The Luskinsday Islands were famed for three things. Near-tropical weather, and the natives -- more otter than human! -- and the uncanny holes in the water. In several areas around the islands, part of the seabed was dry and a ship could fall in and crash on bare ground. The sun rose ahead, stinging his salt-caked eyes, and showed him a suspicious white line. A waterfall's edge. After his exhausting trip, he took a while to remember how he'd planned to get past it.
A well-equipped ship like the Seal could jump across the water-cliff, if the officers hadn't recently demoted, berated and flogged their magic-wielding "caskman" into deserting. Dane felt the sea dragging him closer, and the ever-present bite of saltwater in the wounds on his back. He muttered a prayer to Janya, patron of travelers, and cursed his former captain.
Dane was getting close to the top of the waterfall. He dived. He had to get deep enough that he'd be safe, falling from only partway up. His lungs burned and forced him to surface again. If only he'd mastered that air-bubble spell! Worse, only the near-surface part of the current pulled him down and inward. Below that it churned upward and away in a great circle because of how the seabed repelled the water. How was he supposed to get down safely? He resolved to study how the current worked later, if his skull was intact.

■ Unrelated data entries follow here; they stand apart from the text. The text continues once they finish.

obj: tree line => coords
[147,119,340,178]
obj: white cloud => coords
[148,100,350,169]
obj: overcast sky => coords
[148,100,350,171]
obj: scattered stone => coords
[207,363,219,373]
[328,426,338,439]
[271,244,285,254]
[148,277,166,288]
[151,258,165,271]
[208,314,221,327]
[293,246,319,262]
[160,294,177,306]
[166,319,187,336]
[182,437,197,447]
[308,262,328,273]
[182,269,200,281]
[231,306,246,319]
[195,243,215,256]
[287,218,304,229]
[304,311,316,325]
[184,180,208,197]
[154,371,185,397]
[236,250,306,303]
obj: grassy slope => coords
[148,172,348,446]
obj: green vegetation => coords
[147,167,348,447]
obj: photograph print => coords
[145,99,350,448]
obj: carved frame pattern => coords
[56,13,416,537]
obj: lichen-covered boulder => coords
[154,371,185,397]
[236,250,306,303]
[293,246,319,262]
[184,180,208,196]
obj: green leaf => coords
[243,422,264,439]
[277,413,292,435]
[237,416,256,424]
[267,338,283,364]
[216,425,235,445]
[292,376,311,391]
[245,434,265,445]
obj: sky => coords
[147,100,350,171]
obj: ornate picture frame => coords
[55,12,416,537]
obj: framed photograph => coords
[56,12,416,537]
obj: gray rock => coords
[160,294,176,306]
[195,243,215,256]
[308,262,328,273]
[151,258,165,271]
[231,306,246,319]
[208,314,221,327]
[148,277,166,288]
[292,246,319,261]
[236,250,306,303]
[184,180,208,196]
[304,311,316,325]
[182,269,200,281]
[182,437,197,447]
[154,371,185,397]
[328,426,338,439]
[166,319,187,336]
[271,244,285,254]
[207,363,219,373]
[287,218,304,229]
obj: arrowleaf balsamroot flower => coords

The white line ahead had become a writhing mass of ocean, seeking to break him. Dane took three quick breaths and plunged back into the dark water, aiming down and inward. He forced himself through the churning chaos. His left arm broke through the waterfall and pulled at nothing, and then the water forced him back and tried to bring him higher. No! He kicked down against the sea itself and against the instinct demanding that he rise and breathe. Then he crashed sideways into humid air, and tumbled onto the bare rocks. The world flashed white with pain.
He lay on his back, gasping for air, while the ocean roared at him. He was staring up from the bottom of a water-walled canyon. The waterfalls crashed down to either side without more than a few drops touching him. Between these walls was a path of sand and grey stone, stretching in a long arc that curved out of sight ahead and behind him. Dane climbed to his feet, looked around, and let out a pained laugh. After floating all this way and spending a whole day and night soaked, now he was walking fifty feet below sea level! He took a few minutes to rest in the chilly canyon. There was still a chance of surviving, though jumping off of an intact ship had been the simpler and saner part of his plan.
The rumor was that the otterfolk natives had a way to turn humans into their kind.